Society | Gehobener Lifestyle

Autoindustrie arbeitet mit Goethe

Wachsende Ungleichheit in der Gesellschaft erzeugt ein neues Konsumproletariat und lässt den Mittelstand abgleiten? Die Autoindustrie tut was für das Selbstwertgefühl.
Hinweis: Dieser Artikel ist ein Beitrag der Community und spiegelt nicht notwendigerweise die Meinung der SALTO-Redaktion wider.

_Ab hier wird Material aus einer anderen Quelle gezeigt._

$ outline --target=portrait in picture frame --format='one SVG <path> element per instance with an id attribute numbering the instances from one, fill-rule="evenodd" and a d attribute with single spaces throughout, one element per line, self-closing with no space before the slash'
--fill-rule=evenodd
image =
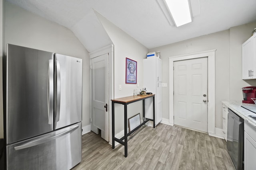
<path id="1" fill-rule="evenodd" d="M 137 61 L 126 58 L 125 83 L 137 84 Z"/>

Die Schere zwischen Arm und Reich geht immer weiter auseinander. Da gibt es die einen, die mit steigenden Salären und fetten Boni belohnt werden, weil sie für das Produktions- und Dienstleistungssystem wichtig sind. Sie sind in den oberen Etagen der Gesellschaft angekommen. Leistung lohnt sich wieder. Und es gibt die Stars der Unterhaltungs-, Sport- und Freizeitindustrie, deren Beitrag zur Zerstreuung der Massen den planetaren Strippenziehern viel Geld wert ist. Sie können von weit unten kommen und mit viel Glanz und Luxus  zeigen, dass es Wege nach oben für alle gibt. Und dann gibt es eben die Massen. Das sind jene, die auf der Stelle treten oder merken, dass in ihrem Habitat die Rolltreppen alle nur nach unten gehen. Was steigt, sind nur die Lebenshaltungskosten, die Steuern und Tarife.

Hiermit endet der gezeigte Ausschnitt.